Country singer Jerry Jeff Walker who wrote the poignant drifter ballad ‘Mister Bojangles’ died Friday, October 23. He was 78.


‘There’s a photo on the back of a long-out-of-print Jerry Jeff Walker album that sums it all up — Jerry Jeff is outside an old roadhouse on a lonesome highway. It’s night, and his collar is turned up against the chill breeze as he hunches over to light a cigarette. His guitar is slung around his back. It’s hard to tell if he’s entering or leaving the roadhouse, but either way you figure he’s got many miles to go before he sleeps…’ From jerryjeff.com

INSPIRATION IN THE SLAMMER

Jerry Jeff Walker ‘Mr Bojangles’

Jerry Jeff Walker wrote ‘Mister Bojangles’ after a stint in a New Orleans drunk tank in 1965 with an unknown tap-dancing drifter.

Walker was unknown too, singing in coffee houses and on street corners when he was arrested for public intoxication in the Big Easy’s French Quarter.

His tap dancing cellmate, a white man, went by the nickname Bojangles, after Bill “Bojangles” Robinson, a famous Black vaudeville and early film tap dancer of the 1930s and ‘40s.

Bojangles the drifter told Walker and the other inmates many stories about his life, the saddest being about his beloved dog that died.

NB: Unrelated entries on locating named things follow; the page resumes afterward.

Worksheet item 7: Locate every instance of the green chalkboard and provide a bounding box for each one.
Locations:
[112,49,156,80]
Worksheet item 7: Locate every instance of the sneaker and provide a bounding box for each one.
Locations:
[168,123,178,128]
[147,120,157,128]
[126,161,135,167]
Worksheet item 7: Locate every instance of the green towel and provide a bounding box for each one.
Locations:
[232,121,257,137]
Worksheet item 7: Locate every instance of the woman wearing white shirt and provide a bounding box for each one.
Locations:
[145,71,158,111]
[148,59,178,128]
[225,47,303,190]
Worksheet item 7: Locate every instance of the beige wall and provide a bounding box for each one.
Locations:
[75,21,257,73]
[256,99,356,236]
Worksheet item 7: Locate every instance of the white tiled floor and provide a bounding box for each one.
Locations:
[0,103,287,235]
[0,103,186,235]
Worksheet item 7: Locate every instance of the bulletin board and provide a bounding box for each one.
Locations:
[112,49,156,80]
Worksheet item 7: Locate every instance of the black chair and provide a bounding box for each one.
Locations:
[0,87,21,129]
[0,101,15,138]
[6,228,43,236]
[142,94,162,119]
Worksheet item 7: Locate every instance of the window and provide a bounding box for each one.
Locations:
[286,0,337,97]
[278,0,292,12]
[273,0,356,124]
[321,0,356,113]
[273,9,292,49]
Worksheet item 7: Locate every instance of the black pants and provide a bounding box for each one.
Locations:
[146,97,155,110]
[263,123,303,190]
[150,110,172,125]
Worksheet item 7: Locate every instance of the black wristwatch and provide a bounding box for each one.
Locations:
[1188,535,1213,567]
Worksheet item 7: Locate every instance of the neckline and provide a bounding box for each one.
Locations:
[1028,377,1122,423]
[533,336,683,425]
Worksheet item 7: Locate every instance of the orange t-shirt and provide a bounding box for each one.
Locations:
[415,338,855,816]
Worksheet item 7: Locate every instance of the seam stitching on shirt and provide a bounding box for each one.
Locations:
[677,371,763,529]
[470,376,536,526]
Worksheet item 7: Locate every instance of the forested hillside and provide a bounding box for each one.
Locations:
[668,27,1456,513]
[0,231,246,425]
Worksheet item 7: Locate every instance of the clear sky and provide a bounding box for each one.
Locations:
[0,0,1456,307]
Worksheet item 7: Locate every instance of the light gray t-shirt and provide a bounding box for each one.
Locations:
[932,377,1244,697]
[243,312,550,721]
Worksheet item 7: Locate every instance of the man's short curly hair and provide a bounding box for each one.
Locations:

‘He spoke with tears of fifteen years how his dog and him

Traveled about

The dog up and died

He up and died

After twenty years he still grieves’

The jailbirds got so emotional over the story that Bojangles did a tap dance to cheer them up.

The song has been incorrectly associated with the black tap dancer Bill “Bojangles” Robinson.

Jerry Jeff Walker ‘Mr Bojangles’
Bill “Bojangles” Robinson

Jerry Jeff Walker said that ain’t so. The song was inspired by the drifter in the New Orleans drunk tank.

In the song, Mr Bojangles is a heavy drinker and had a dog that died. The earlier-era “Bojangles” didn’t imbibe and never had a dog.

Bill “Bojangles” Robinson was the highest paid black entertainer of the 1930s and ‘40s, performing in movies with child star Shirley Temple. Despite his success, he died penniless in 1949.

JERRY JEFF WALKER’S ‘MISTER BOJANGLES’

NITTY GRITTY DIRT BAND

Walker wrote the song in 1968 but it didn’t become a hit until the early 1970s when The Nitty Gritty Dirt Band and other performers recorded it.